19. In the light of the above case laws as relied upon by the Ld. Counsel for the assessee, we are of the considered view that the claim of provision as made by the assessee is in accordance with settled principal of law. Therefore, the authorities below were not justified in making the disallowance. Thus, Ground of appeal No.3 raised by the assessee is allowed.
20. Now, coming to ITA No.1593/Del/2017 filed by the assessee relating to Assessment Year 2013-14. The assessee has raised following grounds of appeal:-
1. “That on the facts and circumstances of the case and in law, the Learned CIT (Appeals) has erred while confirming the reduction of depreciation on Toll Road developed by the appellant company from 25% to 10% and confirming addition of Rs.46,98,20,742/-(including addition made as Ground of Appeal No.-2) on the ground that the roads are included in the definition of Building without accepting appellant’s contention that the appellant company has Rights in the developed Toll Road and the appellant is eligible for depreciation @ 25% under the head Intangible Assets.

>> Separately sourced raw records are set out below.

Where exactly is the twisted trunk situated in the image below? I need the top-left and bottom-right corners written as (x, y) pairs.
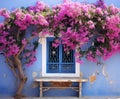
top-left (14, 55), bottom-right (27, 99)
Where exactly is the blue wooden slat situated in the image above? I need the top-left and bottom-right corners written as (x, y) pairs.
top-left (47, 37), bottom-right (75, 73)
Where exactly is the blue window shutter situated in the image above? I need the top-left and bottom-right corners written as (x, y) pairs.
top-left (47, 37), bottom-right (75, 73)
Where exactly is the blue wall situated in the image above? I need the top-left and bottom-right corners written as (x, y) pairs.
top-left (0, 0), bottom-right (120, 96)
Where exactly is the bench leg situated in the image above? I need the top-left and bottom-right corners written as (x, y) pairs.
top-left (79, 82), bottom-right (82, 98)
top-left (40, 81), bottom-right (43, 97)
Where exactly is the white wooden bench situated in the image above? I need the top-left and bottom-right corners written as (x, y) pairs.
top-left (35, 77), bottom-right (88, 97)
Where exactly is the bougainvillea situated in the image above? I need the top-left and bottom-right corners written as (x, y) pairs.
top-left (0, 2), bottom-right (49, 99)
top-left (47, 0), bottom-right (120, 63)
top-left (0, 0), bottom-right (120, 99)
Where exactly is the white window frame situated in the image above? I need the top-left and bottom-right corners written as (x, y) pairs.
top-left (39, 37), bottom-right (80, 77)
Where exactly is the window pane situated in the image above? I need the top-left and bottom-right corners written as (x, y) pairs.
top-left (48, 41), bottom-right (59, 63)
top-left (62, 46), bottom-right (74, 63)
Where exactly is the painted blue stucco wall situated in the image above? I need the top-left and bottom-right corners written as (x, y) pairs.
top-left (0, 0), bottom-right (120, 97)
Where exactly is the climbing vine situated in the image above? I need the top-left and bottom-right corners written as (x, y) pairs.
top-left (0, 0), bottom-right (120, 99)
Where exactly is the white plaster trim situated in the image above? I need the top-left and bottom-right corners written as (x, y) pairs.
top-left (39, 37), bottom-right (80, 77)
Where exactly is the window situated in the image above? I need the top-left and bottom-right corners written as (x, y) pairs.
top-left (46, 37), bottom-right (75, 73)
top-left (40, 37), bottom-right (80, 77)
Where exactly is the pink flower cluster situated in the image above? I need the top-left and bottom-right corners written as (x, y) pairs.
top-left (0, 0), bottom-right (120, 66)
top-left (14, 10), bottom-right (48, 30)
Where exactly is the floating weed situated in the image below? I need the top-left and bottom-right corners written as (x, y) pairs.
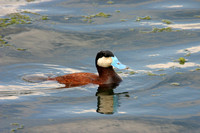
top-left (82, 12), bottom-right (111, 23)
top-left (48, 118), bottom-right (54, 121)
top-left (190, 68), bottom-right (200, 72)
top-left (26, 0), bottom-right (35, 2)
top-left (115, 10), bottom-right (121, 13)
top-left (120, 19), bottom-right (127, 22)
top-left (41, 16), bottom-right (49, 20)
top-left (10, 123), bottom-right (24, 132)
top-left (195, 68), bottom-right (200, 71)
top-left (147, 72), bottom-right (166, 76)
top-left (95, 12), bottom-right (111, 18)
top-left (176, 72), bottom-right (184, 74)
top-left (147, 72), bottom-right (157, 76)
top-left (170, 82), bottom-right (180, 86)
top-left (178, 57), bottom-right (186, 65)
top-left (21, 11), bottom-right (40, 15)
top-left (129, 71), bottom-right (136, 75)
top-left (16, 48), bottom-right (26, 51)
top-left (10, 123), bottom-right (20, 126)
top-left (194, 15), bottom-right (200, 18)
top-left (162, 19), bottom-right (172, 24)
top-left (107, 0), bottom-right (114, 4)
top-left (136, 16), bottom-right (151, 21)
top-left (140, 27), bottom-right (180, 33)
top-left (152, 27), bottom-right (172, 33)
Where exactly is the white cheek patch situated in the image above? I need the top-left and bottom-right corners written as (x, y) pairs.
top-left (97, 57), bottom-right (112, 67)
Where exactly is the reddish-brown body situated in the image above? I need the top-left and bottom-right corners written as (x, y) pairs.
top-left (48, 67), bottom-right (122, 87)
top-left (48, 50), bottom-right (125, 87)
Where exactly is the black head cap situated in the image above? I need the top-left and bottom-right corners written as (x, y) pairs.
top-left (95, 50), bottom-right (114, 65)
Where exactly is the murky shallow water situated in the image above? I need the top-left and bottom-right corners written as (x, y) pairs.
top-left (0, 0), bottom-right (200, 133)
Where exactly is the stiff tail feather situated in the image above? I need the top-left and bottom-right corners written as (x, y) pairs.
top-left (22, 74), bottom-right (55, 83)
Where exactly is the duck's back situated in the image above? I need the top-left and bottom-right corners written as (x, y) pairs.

2. That on the facts and circumstances of the case and in law, the Learned CIT(Appeals) has erred while confirming deduction of Grant of Rs.43.92 Crores received from NHAI out of the total cost of project of Rs.441,27,05,614/- for the A.Y. 2012-13 and thereby reducing the depreciation claimed to the said extent on the ground that the grant given by NHAI is to meet part of the cost of the project and is not a contribution towards the Equity Support.
3. That, on the facts and circumstances of the case and in law, the Learned CIT(Appeals) has erred while confirming disallowance of provision made for major maintenance expenses amounting to Rs.6,00,00,000/- on the ground that the said provision is contingent in nature and the assessee has not made any expenditure on that count during the year under consideration and such a maintenance envisaged in the Common Rupee Loan Agreement at best is merely an estimate, indefinite, likely to take place at some future date and the same has not taken place at all.”
21. The grounds raised in Assessment Year 2013-14 is identical to the grounds raised in Assessment Year 2012-13 except change in figures.
22. Both representatives adopted the same arguments as in ITA No.1592/Del/2017.
23. We have considered the rival submissions of the parties and also perused the material available on record. We find that there is no change into facts and circumstances have been pointed by the Revenue. We, therefore taking the consistent view, the grounds raised in this appeal are also partly allowed. Our finding in ITA No.1592/Del/2017 for Assessment Year 2012-13 would apply mutatis mutandi to the identical grounds raised in this year as well.
24. In the result, both appeals of the assessee are partly allowed.
Above decision was pronounced on conclusion of Virtual Hearing in the presence of both the parties on 18th May, 2021.